#coffee#profit sharing model#coffee industry#Thrive Farmers

Thrive: coffee with a conscience

|Nov 5|magazine12 min read

Everyone loves coffee. Starbucks has built its business around the love of coffee. Busy people everywhere depend on coffee to perk them up and keep them going even when they find themselves functioning with little to no sleep. Let’s face it, it’s the delicious nectar that keeps everyone civil and more alert while in the office, running errands or trying to manage a household.  

But where does it come from? The grocery store? Starbucks? A local roaster? The best cup of coffee is rooted in generations of farmers cultivating and perfecting their art. Without the steady pruning of a seasoned farmer, coffee cannot reach its full potential.

Coffee farming is a struggling industry. Farmers rarely make ends meet and apply great effort just to cover the cost of production. Frankly, this is the way it’s always been. Coffee farmers are often passed down the trade from generation to generation with virtually no business training rendering their business operation highly unsuccessful.  More than a lack of training, a lack of funds to maintain farming equipment, hire help etc., makes it difficult to sustain. This links back to an average of $600 a year earned by farmers

Michael Jones, founder and CEO of Thrive Farmers Coffee has set out to change the landscape of the industry forever. Coffee has started to become an expensive commodity in the market; however the price hike is not mirrored in farmers’ salaries. It hit a high in 2011, but is now at a four-year low of $1.15 per pound. It is expensive to general consumers, but big businesses are increasing cost with a low cost to themselves.
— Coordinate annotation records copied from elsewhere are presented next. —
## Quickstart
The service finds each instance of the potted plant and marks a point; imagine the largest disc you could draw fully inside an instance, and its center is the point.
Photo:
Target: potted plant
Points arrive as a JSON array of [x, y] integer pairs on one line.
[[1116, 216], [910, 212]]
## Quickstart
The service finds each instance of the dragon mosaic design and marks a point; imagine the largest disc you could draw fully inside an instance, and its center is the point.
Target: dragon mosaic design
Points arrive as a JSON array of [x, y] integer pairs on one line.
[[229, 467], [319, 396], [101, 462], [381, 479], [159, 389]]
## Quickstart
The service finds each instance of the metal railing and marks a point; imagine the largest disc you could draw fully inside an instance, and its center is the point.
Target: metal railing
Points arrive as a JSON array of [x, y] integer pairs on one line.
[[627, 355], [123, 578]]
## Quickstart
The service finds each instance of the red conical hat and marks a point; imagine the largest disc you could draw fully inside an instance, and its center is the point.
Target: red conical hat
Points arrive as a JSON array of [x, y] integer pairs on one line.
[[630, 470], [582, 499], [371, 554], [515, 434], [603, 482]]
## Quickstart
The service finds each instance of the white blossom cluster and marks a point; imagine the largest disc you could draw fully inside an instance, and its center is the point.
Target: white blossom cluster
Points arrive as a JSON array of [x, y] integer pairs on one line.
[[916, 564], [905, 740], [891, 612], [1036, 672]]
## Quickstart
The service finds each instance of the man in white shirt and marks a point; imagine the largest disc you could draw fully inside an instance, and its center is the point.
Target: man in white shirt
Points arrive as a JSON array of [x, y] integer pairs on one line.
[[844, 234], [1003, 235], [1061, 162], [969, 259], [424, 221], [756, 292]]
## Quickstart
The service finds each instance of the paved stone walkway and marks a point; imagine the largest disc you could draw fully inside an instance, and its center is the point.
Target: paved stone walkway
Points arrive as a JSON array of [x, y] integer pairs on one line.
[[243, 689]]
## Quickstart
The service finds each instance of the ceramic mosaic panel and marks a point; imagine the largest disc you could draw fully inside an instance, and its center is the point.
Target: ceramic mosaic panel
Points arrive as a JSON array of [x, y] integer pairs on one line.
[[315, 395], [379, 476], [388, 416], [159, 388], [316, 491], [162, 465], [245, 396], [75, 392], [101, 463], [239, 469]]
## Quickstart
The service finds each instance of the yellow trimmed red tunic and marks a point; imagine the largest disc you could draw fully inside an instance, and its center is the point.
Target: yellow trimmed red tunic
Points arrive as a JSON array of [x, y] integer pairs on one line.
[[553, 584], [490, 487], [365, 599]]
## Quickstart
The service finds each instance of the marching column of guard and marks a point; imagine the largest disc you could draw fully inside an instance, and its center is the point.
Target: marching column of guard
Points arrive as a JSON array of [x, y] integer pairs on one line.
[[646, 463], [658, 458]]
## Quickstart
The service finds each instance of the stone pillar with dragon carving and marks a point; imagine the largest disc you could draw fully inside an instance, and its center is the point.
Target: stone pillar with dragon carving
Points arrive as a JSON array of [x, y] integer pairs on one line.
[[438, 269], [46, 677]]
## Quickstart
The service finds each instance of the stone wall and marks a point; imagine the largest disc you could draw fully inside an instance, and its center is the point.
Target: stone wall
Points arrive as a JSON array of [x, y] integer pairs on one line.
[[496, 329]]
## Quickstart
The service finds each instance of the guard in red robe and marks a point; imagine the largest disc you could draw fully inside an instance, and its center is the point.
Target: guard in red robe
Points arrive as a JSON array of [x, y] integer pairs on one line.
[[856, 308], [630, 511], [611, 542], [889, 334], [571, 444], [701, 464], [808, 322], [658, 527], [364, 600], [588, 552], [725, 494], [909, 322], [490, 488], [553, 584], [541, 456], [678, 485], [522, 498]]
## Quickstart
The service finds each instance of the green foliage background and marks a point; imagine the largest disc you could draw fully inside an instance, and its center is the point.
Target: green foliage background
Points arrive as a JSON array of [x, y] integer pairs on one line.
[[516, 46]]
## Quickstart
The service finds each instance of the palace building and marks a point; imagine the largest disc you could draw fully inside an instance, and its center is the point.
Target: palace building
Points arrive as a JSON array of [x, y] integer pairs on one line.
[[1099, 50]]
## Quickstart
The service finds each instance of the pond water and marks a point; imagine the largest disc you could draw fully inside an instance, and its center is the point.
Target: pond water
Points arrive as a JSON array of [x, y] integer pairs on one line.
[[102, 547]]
Farmers continue receiving unfair wages. 

There are common challenges in the supply chain, the farmers are not well educated on best practices and they live in limited communities. Jones saw an opportunity, cut out the middle man, and simplified the supply chain to bring a level of transparency to the market so coffee farmers could begin to Thrive.

“There were way too many layers in the supply chain that weren’t necessary,” explains Jones.

Thrive began with humble roots as a former colleague of Jones’ moved to Costa Rica to farm coffee as a hobby. When he discovered that coffee farming on the whole yielded no income he started brainstorming. Through a series of strategic partnerships he partnered with a fourth generation coffee farmer and they sold coffee directly to tourists who came through their tiny tourist town. They fundamentally eliminated the costly supply chain by selling directly to consumers. They sold their entire crop and developed a profit sharing model to help other coffee farmers. The consignment model allowed farmers to make five to 10 times more profit compared with fair trade prices.

“We found that people loved supporting the farmers directly. By getting rid of a blind supply chain we were able to provide people with a real connection to their coffee,” says Jones.

The Thrive model was built to prove there is a way to change how farmers are paid for their crops. The company keeps it simple with a revenue sharing model. The farmers give the company coffee on consignment and reap the benefits of a limited supply chain and thus a greater return on their crops. Thrive teaches farmers best farming practices and cost management techniques. Farmers are accepted into the growing community based on the quality of their product. Quality is the number one attribute for a Thrive farmer and the company takes it very seriously.

Jones explains, “We went to work, put together this profit-sharing model, and designed a brand around it. We traveled central America and now have over 400 families growing 350,000 pounds of coffee in 12 regions and three countries. Most coffee farmers needed a reason to have hope for the future. That is where we come in. We give people a sense of accomplishment and pride while providing great growth in the marketplace.”

In the first year of business, Thrive sold all of the coffee it sourced. That is validation of the great partnerships and alignment of values Thrive set out to accomplish.

So what about “fair trade?”  According to Jones, “Fair trade is technically not fair trade, and a lot of parallels get made between Thrive’s profit sharing model and fair trade coffee.”  Fair trade is an insurance policy, stating that farmers can’t get paid below a certain price for their crop. There is no real incentive or tie in to quality where fair trade is concerned. As long as the farmer pays for the fair trade certification, they are in the program. Additionally, nothing about the fair trade system is designed to allow the farmers to participate in the upside of the market.  There is no real way to make more money. If a farmer operates under the fair trade system, they will not benefit if the price of coffee goes up. With Thrive’s profit sharing model, farmers get the opportunity to monetarily benefit from the market’s upswing.

But Thrive is not just about turning a profit; it’s about nurturing the coffee growing industry and building lasting relationships. Relationships mean everything to Jones, “we are adding real value to our partner’s’ lives, building great relationships and long-term loyalty. If they can make more money selling their coffee somewhere else then we encourage them to do so. We aren’t here to hinder progress; our hope is to recreate the landscape for this industry and help this struggling industry thrive.”